In Dr. Armstrong’s opinion, the tumor necrosis factor (TNF) inhibitors etanercept, infliximab, adalimumab, and certolizumab “have served their purpose for plaque psoriasis over time, but these days I would probably choose either an IL [interleukin]-17 inhibitor or an IL-23 inhibitor first,” she said. Still, TNF inhibitors “are certainly good for psoriatic arthritis, and certolizumab is appropriate for patients who are pregnant or breastfeeding,” she said. “Avoid them in patients with demyelinating disease and in those with hepatitis B. They are not preferred in patients with latent TB or advanced CHF.”

Dr. Armstrong said that there are robust efficacy data for the IL-17 inhibitors ixekizumab, secukinumab, and brodalumab in psoriasis and in the peripheral and axial forms of psoriatic arthritis (PsA). “Avoid using them in patients with a personal history of inflammatory bowel disease,” she advised.

Low rates of oral candidiasis have been reported in the literature, “but this has not been issue with our approved IL-17 inhibitors so far,” she said.

The IL-23 inhibitors guselkumab, risankizumab, tildrakizumab, and ustekinumab have robust data for psoriasis efficacy, she said, and three – guselkumab, risankizumab, and ustekinumab – are also approved for PsA. “These agents have the advantage of fewer injections, and the evidence [of efficacy] for IL-23 inhibitors continues to evolve, such as in patients with psoriatic arthritis involving the spine,” Dr. Armstrong said.

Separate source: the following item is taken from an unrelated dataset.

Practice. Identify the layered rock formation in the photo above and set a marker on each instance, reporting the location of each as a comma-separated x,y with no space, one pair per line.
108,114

She also shared how she deals with patients who fail to respond to biologics. “Do you switch drugs, or do you dose escalate?” she asked. “In most cases, the strategy for dose escalation is to shorten the interval between the injections so the dosing is delivered more frequently.” In a case of primary failure, which Dr. Armstrong defined as a patient who has never responded optimally to a biologic, consider revisiting the diagnosis. “Maybe it’s cutaneous T-cell lymphoma or some other condition, because our current IL-17 and IL-23 medications work extremely well,” she said. “So, if you have a patient who is not responding at all, I would question the diagnosis and consider a biopsy.”

She generally waits about 6 months before switching a patient to another biologic, “to see if they’re one of the late bloomers who may catch up in efficacy,” she explained. “Switching the class of biologic is another consideration.”

If a patient had responded to the biologic for a long time and then lost response – known as secondary failure – Dr. Armstrong considers dose escalation or a switch to another agent within the same class “if it helps to address comorbidities such as PsA,” she said. “You can also try across-class switching.”

Dr. Armstrong disclosed ties with AbbVie, Arcutis, ASLAN, Beiersdorf, Boehringer Ingelheim, Bristol Myers Squibb, Dermira, Dermavant, EPI, Galderma, InCyte, Janssen, Leo, Lilly, Meiji, Modmed, Nimbus, Novartis, Ortho Dermatologics, Parexel, Pfizer, Regeneron, Sanofi, Suna, UCB, and Ventyx.